The problem that arose in the 1960s was the growing accumulation of private debt. Growing debt increased costs for those who owed it and increased incomes for those who owned it. These initial costs stand as the force underlying the rise of the Great Inflation in the mid-1960s.

But the economy was still good in those years. Not a lot of "toxic assets" back then. The owners of debt made reliable income from it. It was more appealing than having to work for your income, evidently, as finance grew far faster than output:

Graph #2: Total Financial Assets of Financial Business (blue) and GDP (red)
See also Total Financial Assets of Financial Business as a Multiple of GDP at FRED

Graph #3: Doug Henwood's Graph
In the good economy, the rising income to of finance ate into the profits of the productive sector, making financial investment increasingly more appealing than productive investment. Economic growth was gradually undermined by this change. Meanwhile, the rising cost of finance ate into consumer income and caused atrophy of demand. At The Current Moment, the authors show Doug Henwood's graph and observe that "since the late 1960s, workers in general have been keeping hold of less and less of what they produce."

Income was redirected away from wages, and into the financial sector. This is clearly evidenced in corporate cost trends:

Graph #4: Employee Compensation (blue) and Business Interest Cost (red) as Percent of their Sum
The graph shows income shifting out of wages and into finance. This change had a depressing effect on production, on output, and on demand.

By the 1980s policies were being put in place -- supply side policies, intended to boost supply side income. These policies worked largely by changing the distribution of income. Today's income inequality is a result of policies designed to boost economic growth by creating supply side advantages.

But the original problem goes back to the 1950s and 1960s, the gradual, relentless increase of financial income relative to wages and productive-sector profit.

2 comments:

Jazzbumpa said...

But the original problem goes back to the 1950s and 1960s, the gradual, relentless increase of financial income relative to wages and productive-sector profit.
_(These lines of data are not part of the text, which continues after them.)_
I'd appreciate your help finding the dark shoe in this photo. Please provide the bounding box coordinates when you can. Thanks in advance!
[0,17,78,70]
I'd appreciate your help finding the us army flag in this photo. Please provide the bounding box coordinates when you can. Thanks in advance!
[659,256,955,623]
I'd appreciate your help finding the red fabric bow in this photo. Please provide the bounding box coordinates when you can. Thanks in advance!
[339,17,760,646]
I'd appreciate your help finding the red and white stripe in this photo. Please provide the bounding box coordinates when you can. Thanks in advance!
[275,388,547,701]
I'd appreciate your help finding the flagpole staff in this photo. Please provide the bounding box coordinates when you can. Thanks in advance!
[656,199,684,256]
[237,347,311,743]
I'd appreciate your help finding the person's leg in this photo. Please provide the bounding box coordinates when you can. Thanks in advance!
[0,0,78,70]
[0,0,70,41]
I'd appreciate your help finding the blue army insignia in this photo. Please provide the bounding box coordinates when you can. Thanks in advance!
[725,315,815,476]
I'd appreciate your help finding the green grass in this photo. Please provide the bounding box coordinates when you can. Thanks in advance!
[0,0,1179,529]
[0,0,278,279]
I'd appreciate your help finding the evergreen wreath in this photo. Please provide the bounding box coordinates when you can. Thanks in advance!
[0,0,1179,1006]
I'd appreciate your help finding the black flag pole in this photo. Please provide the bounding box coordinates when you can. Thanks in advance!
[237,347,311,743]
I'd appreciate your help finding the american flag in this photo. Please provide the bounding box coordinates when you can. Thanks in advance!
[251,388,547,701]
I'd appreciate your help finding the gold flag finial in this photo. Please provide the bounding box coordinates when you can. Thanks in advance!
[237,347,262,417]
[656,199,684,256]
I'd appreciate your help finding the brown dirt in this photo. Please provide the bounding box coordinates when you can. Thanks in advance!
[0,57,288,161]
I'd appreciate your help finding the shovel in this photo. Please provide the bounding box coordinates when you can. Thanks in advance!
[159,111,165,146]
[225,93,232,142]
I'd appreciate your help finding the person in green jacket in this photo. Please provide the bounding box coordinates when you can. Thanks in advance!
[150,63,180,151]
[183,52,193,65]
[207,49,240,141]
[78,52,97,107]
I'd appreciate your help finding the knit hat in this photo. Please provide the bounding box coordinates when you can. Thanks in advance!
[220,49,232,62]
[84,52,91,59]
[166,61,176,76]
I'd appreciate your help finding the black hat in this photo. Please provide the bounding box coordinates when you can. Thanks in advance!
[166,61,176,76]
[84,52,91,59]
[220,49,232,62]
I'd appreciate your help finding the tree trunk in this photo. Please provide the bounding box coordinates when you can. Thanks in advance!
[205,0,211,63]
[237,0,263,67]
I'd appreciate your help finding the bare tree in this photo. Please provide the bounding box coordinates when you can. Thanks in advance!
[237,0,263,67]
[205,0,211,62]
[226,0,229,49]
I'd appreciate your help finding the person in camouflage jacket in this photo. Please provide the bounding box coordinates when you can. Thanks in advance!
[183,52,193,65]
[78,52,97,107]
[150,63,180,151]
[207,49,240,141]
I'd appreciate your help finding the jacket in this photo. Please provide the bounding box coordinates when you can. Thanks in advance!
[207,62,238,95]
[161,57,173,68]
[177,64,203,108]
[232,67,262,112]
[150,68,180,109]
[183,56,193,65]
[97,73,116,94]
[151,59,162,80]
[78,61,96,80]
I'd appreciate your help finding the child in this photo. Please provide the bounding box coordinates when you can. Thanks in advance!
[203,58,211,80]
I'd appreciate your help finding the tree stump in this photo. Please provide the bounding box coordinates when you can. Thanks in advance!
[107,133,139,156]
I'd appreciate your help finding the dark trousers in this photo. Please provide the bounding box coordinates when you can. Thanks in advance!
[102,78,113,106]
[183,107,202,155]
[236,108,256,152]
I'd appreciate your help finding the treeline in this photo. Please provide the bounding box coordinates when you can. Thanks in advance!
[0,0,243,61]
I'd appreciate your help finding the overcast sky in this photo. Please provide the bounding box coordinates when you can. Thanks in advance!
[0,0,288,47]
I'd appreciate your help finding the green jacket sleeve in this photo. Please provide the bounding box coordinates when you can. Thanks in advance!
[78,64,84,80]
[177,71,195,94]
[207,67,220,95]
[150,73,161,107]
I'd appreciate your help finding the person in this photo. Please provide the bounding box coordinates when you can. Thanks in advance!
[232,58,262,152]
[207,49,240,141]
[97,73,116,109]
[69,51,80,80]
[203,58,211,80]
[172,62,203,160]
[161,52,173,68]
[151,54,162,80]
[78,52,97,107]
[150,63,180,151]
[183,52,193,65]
I agree totally. Also th previous paragraph.

But --

The problem that arose in the 1960s was the growing accumulation of private debt. Growing debt increased costs for those who owed it and increased incomes for those who owned it. These initial costs stand as the force underlying the rise of the Great Inflation in the mid-1960s.

This is a testable hypothesis. The data does not support it.

Cheers!
JzB

The Arthurian said...

I like your post, Jazz. The only problem I have is with your ambiguous terminology. The debt component in your "CPI vs Debt Growth" graphs is "YoY Change" in the debt of households and nonprofits. YoY Change is the annual increase in debt, or "debt growth", so I have no problem here.
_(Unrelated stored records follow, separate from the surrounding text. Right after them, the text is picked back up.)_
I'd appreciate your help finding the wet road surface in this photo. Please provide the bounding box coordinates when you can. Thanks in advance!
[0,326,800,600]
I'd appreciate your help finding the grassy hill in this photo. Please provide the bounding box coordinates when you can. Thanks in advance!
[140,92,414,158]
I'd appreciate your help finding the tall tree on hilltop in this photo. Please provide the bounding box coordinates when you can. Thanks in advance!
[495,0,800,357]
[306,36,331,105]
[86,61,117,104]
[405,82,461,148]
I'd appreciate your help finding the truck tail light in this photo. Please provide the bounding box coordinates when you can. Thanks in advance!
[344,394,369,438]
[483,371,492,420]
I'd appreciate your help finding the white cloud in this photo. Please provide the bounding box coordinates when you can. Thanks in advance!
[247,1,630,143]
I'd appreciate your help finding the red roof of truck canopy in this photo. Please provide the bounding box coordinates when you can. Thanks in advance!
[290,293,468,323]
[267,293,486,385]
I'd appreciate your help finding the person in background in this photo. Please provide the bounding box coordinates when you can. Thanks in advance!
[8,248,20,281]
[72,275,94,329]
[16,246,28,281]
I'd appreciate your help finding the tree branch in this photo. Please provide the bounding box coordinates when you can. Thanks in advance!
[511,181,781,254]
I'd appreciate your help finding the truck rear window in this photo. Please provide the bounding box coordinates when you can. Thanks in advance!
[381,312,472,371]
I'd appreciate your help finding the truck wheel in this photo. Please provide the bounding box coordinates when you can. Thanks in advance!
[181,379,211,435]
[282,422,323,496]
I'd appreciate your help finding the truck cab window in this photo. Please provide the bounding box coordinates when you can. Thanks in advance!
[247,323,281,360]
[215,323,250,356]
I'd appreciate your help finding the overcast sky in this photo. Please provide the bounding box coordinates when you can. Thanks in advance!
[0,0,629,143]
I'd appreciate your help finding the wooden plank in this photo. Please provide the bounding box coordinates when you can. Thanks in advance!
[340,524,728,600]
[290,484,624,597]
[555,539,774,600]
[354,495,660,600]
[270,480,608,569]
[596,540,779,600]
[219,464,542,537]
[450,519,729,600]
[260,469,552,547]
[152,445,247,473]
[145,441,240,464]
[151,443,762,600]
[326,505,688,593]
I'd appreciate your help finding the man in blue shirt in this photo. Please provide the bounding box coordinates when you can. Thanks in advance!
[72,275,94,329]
But you are looking at the annual increase in debt. I am talking about "the growing accumulation of private debt". What you call debt growth, I call "new use of credit" so as to distinguish the boost it provides from the drag created by accumulating debt.
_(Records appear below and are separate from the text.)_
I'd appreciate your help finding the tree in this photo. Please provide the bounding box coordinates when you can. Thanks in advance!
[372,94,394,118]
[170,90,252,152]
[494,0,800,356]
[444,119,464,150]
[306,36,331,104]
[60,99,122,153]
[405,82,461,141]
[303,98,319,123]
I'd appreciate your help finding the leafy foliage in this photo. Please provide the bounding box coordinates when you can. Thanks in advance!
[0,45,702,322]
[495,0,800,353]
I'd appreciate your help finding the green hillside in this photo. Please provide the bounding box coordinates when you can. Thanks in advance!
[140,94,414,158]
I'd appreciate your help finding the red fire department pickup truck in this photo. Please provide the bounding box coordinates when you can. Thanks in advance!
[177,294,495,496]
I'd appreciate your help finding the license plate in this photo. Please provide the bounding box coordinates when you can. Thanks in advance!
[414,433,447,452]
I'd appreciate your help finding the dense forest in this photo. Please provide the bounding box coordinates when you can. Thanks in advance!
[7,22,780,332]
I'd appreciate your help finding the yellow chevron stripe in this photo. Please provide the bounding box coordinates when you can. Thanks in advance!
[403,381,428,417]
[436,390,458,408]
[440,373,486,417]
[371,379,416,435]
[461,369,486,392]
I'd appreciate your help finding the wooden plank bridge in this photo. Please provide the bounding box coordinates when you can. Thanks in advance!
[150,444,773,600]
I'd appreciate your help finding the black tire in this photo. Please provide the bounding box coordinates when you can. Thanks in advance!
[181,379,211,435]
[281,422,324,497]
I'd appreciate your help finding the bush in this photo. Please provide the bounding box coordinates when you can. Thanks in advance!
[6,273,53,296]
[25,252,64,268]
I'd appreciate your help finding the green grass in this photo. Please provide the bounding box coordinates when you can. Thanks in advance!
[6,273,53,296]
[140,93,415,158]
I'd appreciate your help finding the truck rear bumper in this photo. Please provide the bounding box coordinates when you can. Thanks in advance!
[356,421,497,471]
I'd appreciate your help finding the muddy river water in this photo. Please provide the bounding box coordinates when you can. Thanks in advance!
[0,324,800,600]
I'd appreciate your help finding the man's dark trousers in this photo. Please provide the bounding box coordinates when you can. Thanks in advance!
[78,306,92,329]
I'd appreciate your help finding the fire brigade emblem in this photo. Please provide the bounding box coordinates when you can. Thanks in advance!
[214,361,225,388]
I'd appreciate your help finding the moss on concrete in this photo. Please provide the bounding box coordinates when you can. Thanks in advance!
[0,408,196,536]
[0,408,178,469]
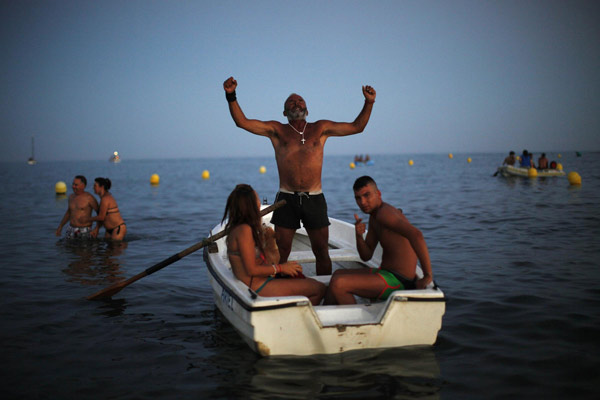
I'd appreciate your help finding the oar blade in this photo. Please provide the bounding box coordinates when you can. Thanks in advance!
[86,281,126,300]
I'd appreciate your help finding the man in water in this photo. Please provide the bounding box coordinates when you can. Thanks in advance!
[538,153,548,169]
[223,77,376,275]
[56,175,98,239]
[325,176,433,304]
[502,151,517,165]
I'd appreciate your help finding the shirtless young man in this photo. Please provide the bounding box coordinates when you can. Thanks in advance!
[56,175,98,239]
[325,176,433,304]
[223,77,376,275]
[502,151,517,165]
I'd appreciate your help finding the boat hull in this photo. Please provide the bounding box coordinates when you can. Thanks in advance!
[204,209,445,356]
[498,165,565,178]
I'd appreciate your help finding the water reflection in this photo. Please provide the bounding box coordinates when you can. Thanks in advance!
[210,312,443,399]
[58,239,128,285]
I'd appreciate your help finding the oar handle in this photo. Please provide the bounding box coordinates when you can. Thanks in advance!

On a separate note... It is not altogether unreasonable to say that once it begins, inflation can become self-perpetuating. That is the common argument used to explain the Great Inflation.

It explains why it took so long to stop that inflation. But it does not explain how that inflation got started.

I claim that both personal income and non-financial profits were squeezed by the costs that produced growing financial profits, and that this squeeze was the originating force that gave rise to that inflation in the first place.